Murray Leinster Planet Explorer (1957)
I think I generally prefer his novels. As with The Forgotten Planet, we have four thematically linked short stories, in this case all featuring Bordman, the Colonial Survey Officer. Bordman's job is to fly around the galaxy visiting newly discovered habitable planets and give them the thumbs up for future colonisation, or not as the case may be. Here he visits worlds which are respectively too cold, too sandy, too wild, and too wet for further settlement, in each case tackling some ecological obstacle which ultimately facilitates his being able to give settlers the thumbs up. The stories work - assuming here that we all agree they work - in much the same way as Asimov's robot tales. They are environmental puzzle boxes which the reader is invited to see if they can figure out before Bordman comes through with the solution, as he usually does. Leinster was at least on top of his game when he wrote this material, so nothing quite reads like a manual on structural engineering despite the stories being fairly dry and low on incident. Planet Explorer therefore just about succeeds where The Forgotten Planet kind of doesn't, representing one particularly ponderous strain of written science-fiction which is unlikely ever to be adapted and translated into another medium for the convenience of dullards; so it's readable.
It's also a record of changing attitudes which can be enjoyed, more or less, without getting too indignant about its failure to chime with contemporary sensibilities. The settlers of the world in Sand Doom, for example, are mostly Native American or African because they're better able to stand the sun of Xosa II - which is okay - and Leinster scores points for not only cultural sensitivity but for allowing non-Caucasians some dignity without condescension, but the suggestion that the African settlers seem in particular well-disposed towards manual labour is kind of awkward. Also we have the apparent mass extermination of an indigenous species in the nevertheless Hugo award winning Combat Team, just in case any of us should have forgotten that the thrust of the collection is specifically colonial. On the other hand, Huyghens in Combat Team seems to express libertarian views without being a walking cliché, and yet is countered by our man.
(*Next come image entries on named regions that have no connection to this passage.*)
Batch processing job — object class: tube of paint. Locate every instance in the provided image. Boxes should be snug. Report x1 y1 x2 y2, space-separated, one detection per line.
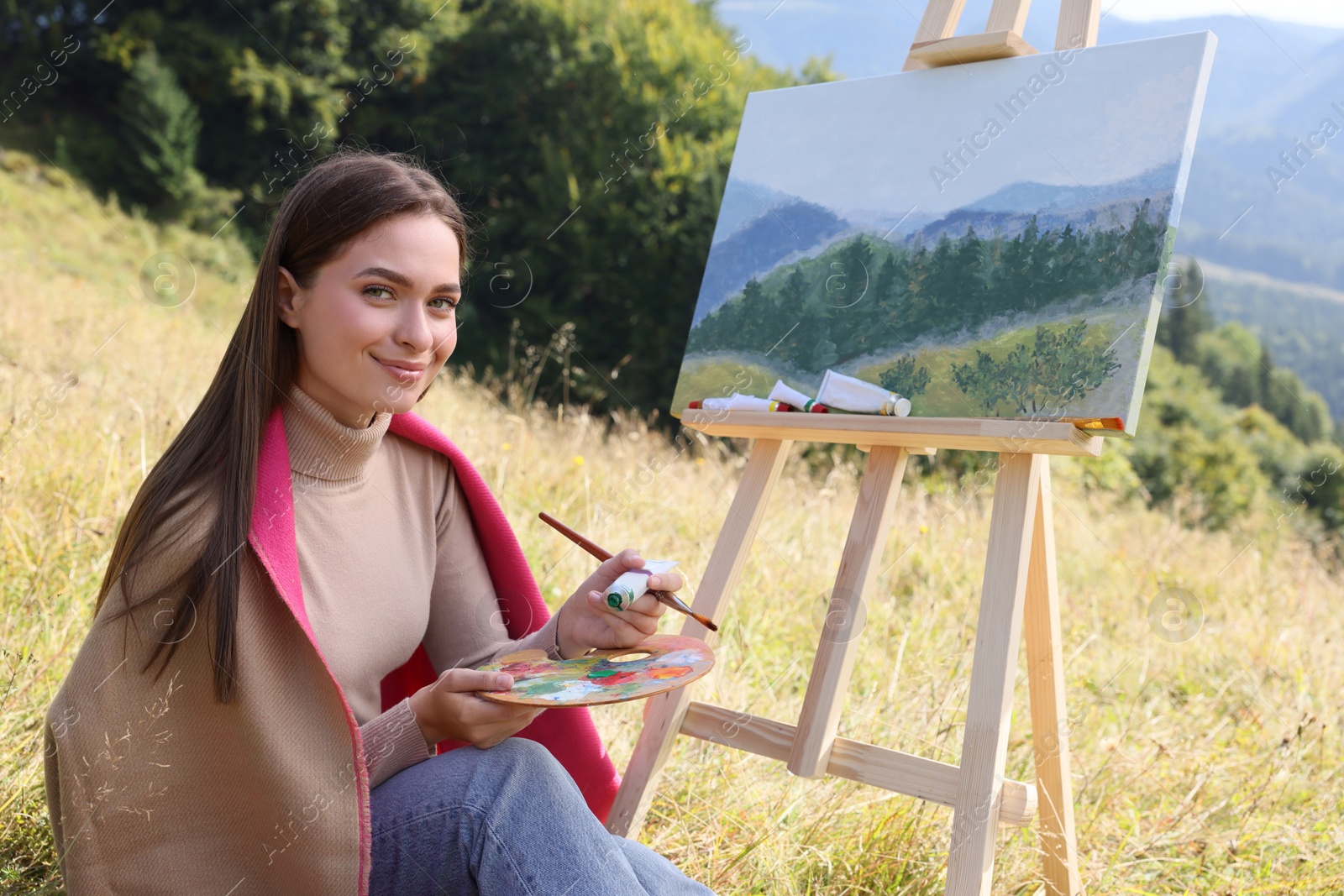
817 371 910 417
770 380 825 414
701 392 793 411
605 560 677 612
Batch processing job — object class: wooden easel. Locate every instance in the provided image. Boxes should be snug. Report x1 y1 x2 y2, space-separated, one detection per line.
607 0 1102 896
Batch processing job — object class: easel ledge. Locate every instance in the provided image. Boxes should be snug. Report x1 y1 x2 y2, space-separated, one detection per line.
681 408 1105 457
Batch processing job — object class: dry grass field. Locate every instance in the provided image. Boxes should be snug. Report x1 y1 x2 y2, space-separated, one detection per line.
0 153 1344 896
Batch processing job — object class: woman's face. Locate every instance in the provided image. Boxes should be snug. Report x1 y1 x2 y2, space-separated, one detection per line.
280 215 462 427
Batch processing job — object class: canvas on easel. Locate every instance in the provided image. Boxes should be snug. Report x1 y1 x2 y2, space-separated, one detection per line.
607 0 1214 896
672 32 1214 435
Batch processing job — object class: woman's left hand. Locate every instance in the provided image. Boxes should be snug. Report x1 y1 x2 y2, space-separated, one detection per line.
555 548 683 659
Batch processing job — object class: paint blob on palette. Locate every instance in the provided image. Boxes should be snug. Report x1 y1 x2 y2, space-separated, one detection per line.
477 634 714 706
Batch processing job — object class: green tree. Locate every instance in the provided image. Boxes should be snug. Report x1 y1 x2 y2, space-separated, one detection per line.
117 47 200 206
878 354 929 398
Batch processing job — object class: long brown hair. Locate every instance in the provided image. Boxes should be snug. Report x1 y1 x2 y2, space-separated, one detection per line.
94 149 468 703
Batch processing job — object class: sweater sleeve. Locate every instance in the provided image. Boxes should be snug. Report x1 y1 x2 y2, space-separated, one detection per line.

'In a way,' said Bordman, 'you're talking about liberty and freedom, which most people think is politics. You say it can be more. In principle, I'll concede it. But the way you put it, it sounds like a freak religion.'
Planet Explorer is fairly ponderous for Leinster, although most of the pondering relates to the mechanics of environment, and yet it's thought-provoking without pushing any one particular agenda; so I suppose it might best be described as a slightly more self-aware representative of its genre - perhaps nothing spectacular, but respectable nonetheless.
I'll therefore overlook the cover illustration depicting nothing which actually occurs in the pages that follow, although it would have been nice had they spelled his fucking name right.